BBMap is a splice-aware global aligner for DNA and RNA sequencing reads. It can align reads from all major platforms – Illumina, 454, Sanger, Ion Torrent, Pac Bio, and Nanopore. BBMap is fast and extremely accurate, particularly with highly mutated genomes or reads with long indels, even whole-gene deletions over 100kbp long. It has no upper limit to genome size or number of contigs, and has been successfully used for mapping to an 85 gigabase soil metagenome with over 200 million contigs. Additionally, the indexing phase is very fast compared to other aligners.
BBMap has a large array of options, described in its shell script.
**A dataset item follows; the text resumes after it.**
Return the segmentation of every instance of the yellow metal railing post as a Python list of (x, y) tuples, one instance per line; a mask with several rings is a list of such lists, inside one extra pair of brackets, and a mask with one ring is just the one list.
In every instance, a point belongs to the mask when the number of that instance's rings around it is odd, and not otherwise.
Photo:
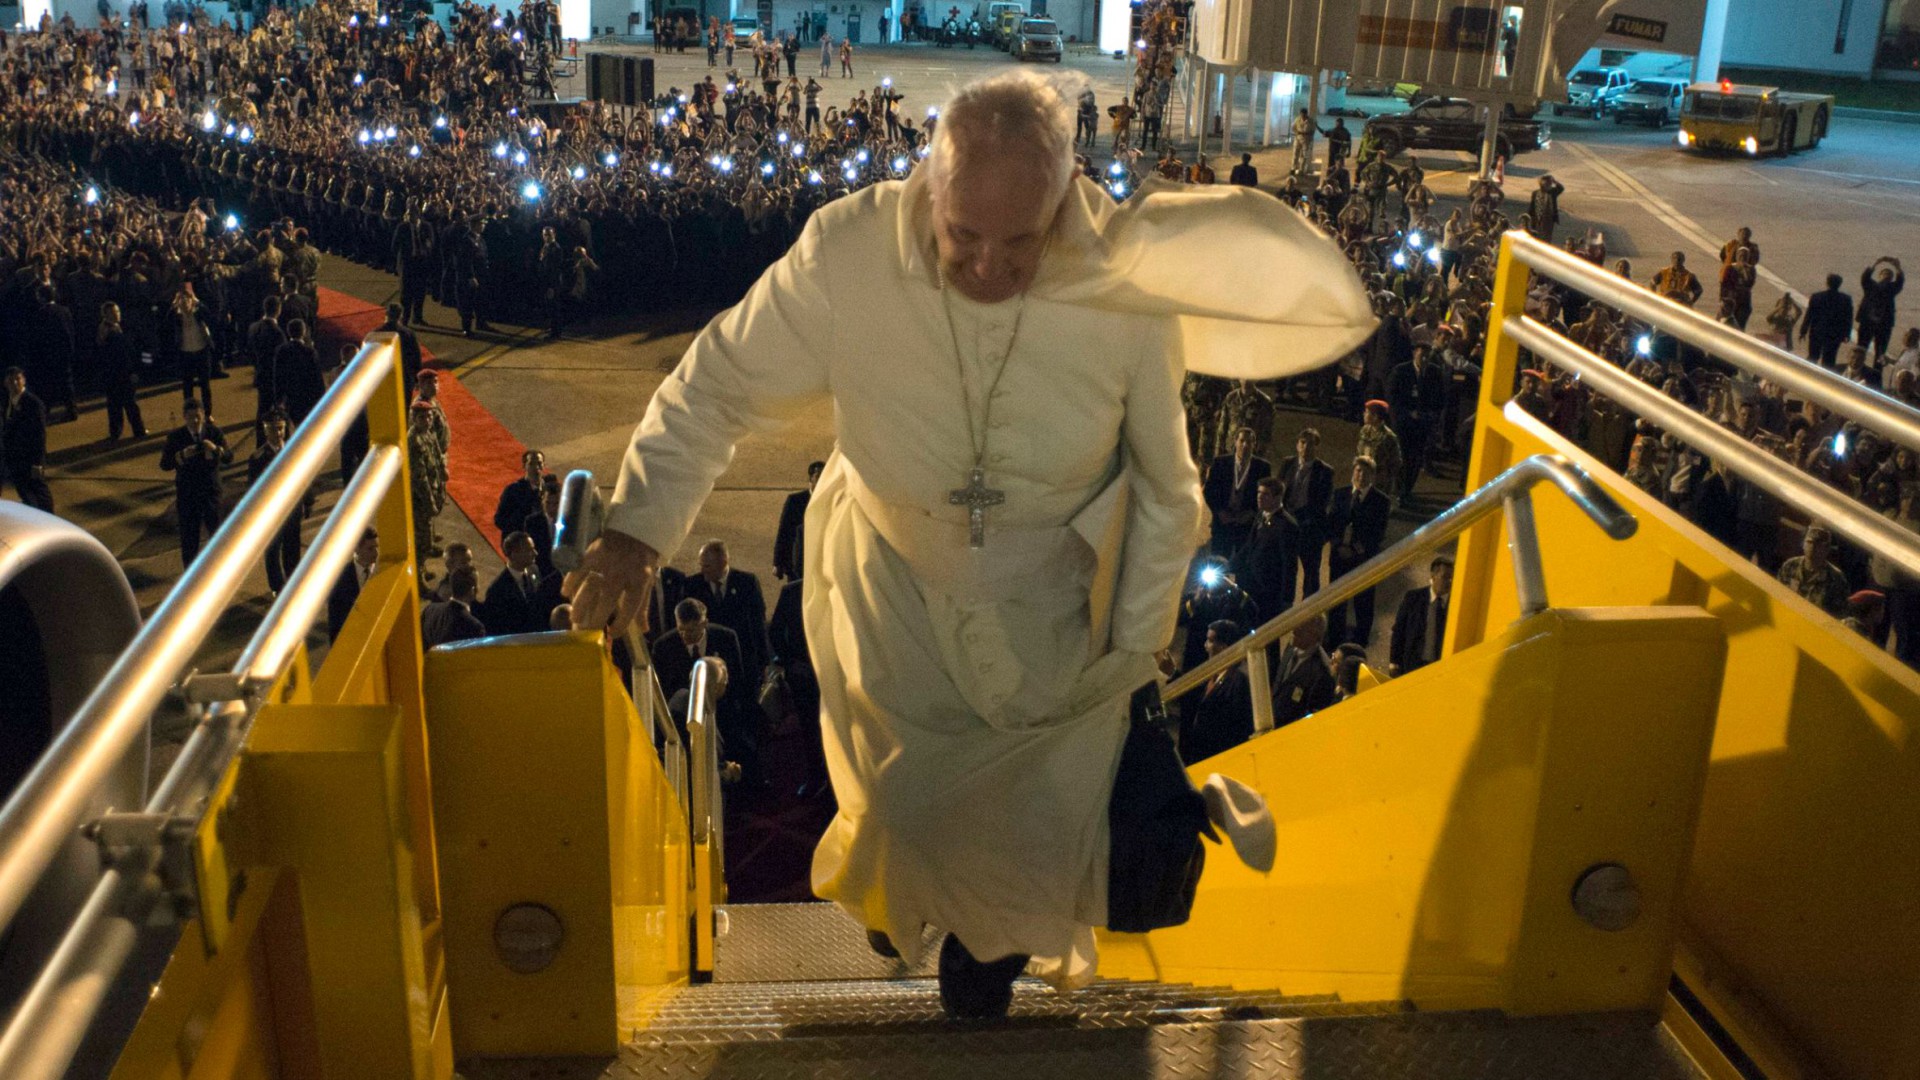
[[(1525, 310), (1527, 285), (1532, 277), (1527, 265), (1514, 257), (1513, 245), (1502, 241), (1500, 264), (1493, 278), (1493, 305), (1487, 313), (1487, 345), (1481, 360), (1480, 400), (1473, 427), (1473, 454), (1468, 459), (1466, 489), (1481, 485), (1505, 472), (1515, 460), (1513, 446), (1494, 425), (1487, 423), (1512, 396), (1514, 379), (1520, 373), (1520, 345), (1503, 330), (1502, 321)], [(1467, 530), (1460, 538), (1453, 577), (1454, 596), (1447, 605), (1446, 652), (1459, 652), (1478, 644), (1487, 636), (1487, 590), (1495, 568), (1500, 564), (1500, 548), (1506, 542), (1499, 518), (1488, 518)]]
It can output many different statistics files, such as an empirical read quality histogram, insert-size distribution, and genome coverage, with or without generating a sam file. As a result, it is useful in quality control of libraries and sequencing runs, or evaluating new sequencing platforms. The derivative program BBSplit is also useful in binning or refining metagenomic reads.
*Notes*
Algorithm:
This guide will not describe BBMap’s algorithm, other than to say it uses a multi-kmer-seed-and-extend approach, analogous to growing polycrystalline silicon. For those interested, there is a paper describing many of the technical details here: http://bib.irb.hr/datoteka/773708.Josip_Maric_diplomski.pdf
Memory:
BBMap normally uses roughly 6 bytes per reference base. It also has a low-memory mode (triggered by the flag “usemodulo”) that will use approximately 3 bytes per base, with a slight reduction in sensitivity. Some additional memory is needed per thread for alignment matrices; this is relatively small in normal mode, but bigger in PacBio mode due to the longer reads. Also, the amount of memory needed for the index increases with kmer length. The memory needed for a specific kmer length by running stats.sh on the reference with the kmer length; e.g., “stats.sh in=contigs.fa k=13”.
Indexing and Disk Use:
BBMap must index a reference before mapping to it, which is relatively fast. By default, it will write this index to disk so that it can be loaded more quickly next time, but this can be suppressed with the “nodisk” flag. The index is written to the location /ref/. In other words, if you run BBMap from the location /bob/work/, then the directory /bob/work/ref/ will be created and an index written to it; if there is already an index at that location which matches the reference you are using, the existing index will be loaded. If it does not match, a new index will be written. For example, if you do these steps in order:
- “bbmap.sh in=reads.fq” will look for an index in /ref/, not find anything, and so will quit without mapping.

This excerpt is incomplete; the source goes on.